Yet most local attorneys -- even some who specialize in insurance cases -- have shied away from taking Sandy flood claims to court.
"We didn't market very heavily for that work," said Evan Schwartz, a Garden City attorney whose firm predominantly handles insurance cases. "Other than my desire to do some pro-bono work, my firm didn't see it as the right place to spend our resources."
That's largely because the obstacles to winning these cases are big and the payouts are small.
The vast majority of flood policies are offered through the National Flood Insurance Program, which is run by the federal government. When the program began in 1968, Congress included measures to protect against litigation.

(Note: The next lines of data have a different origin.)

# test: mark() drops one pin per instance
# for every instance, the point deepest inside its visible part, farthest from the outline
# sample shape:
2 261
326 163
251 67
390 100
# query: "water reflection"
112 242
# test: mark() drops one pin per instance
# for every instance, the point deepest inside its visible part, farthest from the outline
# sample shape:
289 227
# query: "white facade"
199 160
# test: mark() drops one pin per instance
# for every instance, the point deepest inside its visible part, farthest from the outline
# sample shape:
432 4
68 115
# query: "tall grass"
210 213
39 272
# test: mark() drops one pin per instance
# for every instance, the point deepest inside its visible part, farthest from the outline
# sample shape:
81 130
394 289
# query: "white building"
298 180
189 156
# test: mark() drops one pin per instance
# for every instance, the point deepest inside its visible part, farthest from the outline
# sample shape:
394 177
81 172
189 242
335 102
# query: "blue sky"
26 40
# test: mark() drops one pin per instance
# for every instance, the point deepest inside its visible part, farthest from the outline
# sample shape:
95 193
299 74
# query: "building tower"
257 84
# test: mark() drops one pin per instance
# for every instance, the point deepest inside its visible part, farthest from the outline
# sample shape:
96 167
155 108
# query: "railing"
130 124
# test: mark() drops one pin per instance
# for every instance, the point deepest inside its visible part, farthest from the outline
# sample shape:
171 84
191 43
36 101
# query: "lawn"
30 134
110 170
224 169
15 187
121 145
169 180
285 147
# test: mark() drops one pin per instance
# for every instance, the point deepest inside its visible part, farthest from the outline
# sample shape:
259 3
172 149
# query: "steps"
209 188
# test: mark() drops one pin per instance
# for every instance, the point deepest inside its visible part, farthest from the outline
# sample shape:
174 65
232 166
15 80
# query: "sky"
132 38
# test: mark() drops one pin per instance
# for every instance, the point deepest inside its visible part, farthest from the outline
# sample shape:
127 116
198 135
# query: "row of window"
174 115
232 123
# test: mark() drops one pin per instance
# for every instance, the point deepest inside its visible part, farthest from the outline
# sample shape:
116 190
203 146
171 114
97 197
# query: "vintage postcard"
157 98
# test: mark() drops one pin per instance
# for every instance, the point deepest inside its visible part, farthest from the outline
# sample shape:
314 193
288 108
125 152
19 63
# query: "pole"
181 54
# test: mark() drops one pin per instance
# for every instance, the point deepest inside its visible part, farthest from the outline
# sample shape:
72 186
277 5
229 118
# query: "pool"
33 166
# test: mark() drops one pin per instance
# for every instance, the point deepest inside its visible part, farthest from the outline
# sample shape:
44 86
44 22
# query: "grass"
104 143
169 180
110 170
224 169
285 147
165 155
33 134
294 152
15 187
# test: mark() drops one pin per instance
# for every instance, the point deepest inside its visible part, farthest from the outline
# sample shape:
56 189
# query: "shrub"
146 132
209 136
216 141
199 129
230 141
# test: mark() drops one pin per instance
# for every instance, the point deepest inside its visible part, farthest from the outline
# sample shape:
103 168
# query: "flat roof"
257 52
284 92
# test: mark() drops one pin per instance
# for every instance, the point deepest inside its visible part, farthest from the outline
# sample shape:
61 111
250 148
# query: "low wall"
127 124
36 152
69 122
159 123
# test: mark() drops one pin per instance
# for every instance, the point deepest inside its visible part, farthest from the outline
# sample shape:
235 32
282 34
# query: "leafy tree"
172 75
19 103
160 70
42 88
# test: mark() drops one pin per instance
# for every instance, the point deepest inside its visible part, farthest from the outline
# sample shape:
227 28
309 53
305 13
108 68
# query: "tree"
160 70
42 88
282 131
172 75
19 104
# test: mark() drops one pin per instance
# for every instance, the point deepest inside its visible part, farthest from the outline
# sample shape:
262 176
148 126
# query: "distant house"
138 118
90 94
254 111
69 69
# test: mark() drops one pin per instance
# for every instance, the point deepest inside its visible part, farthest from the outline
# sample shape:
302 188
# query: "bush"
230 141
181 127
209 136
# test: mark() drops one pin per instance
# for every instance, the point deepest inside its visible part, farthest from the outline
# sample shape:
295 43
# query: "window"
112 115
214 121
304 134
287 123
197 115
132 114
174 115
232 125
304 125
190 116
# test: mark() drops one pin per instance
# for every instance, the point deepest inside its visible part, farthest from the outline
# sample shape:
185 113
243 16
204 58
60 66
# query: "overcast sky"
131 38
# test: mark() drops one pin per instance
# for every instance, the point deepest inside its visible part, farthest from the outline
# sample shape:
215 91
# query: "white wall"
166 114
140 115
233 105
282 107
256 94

Consequently, all flood insurance lawsuits must be filed in federal court. The cases are decided by judges rather than juries. Hence, there is no chance of pity from sympathetic peers who may have also suffered in the storm.
The payouts, meanwhile, are capped by the amount of unpaid damages. So if a homeowner was underpaid by $50,000 -- that's the most they can recoup. There are generally no extra damages awarded for bad faith, pain, suffering or anything else. Plaintiffs cannot even sue for attorneys' fees.
"There is a whole lot of work that goes into litigating flood claims," said Johnathan Lerner, a Manhattan attorney who specializes in insurance cases. "And the payout is not necessarily worth the time and effort you put into it."
The Gulf Coast lawyers, however, say they have figured out ways to make litigating flood claims profitable.
Many staff their firms with insurance adjusters to investigate damaged homes. Some group dozens of homeowners together in single suits to lower costs. And when it comes to arguing, the lawyers say the Gulf Coast has armed them with experience.
"For better or for worse," Bearman said, "we have had our share of hurricanes down here."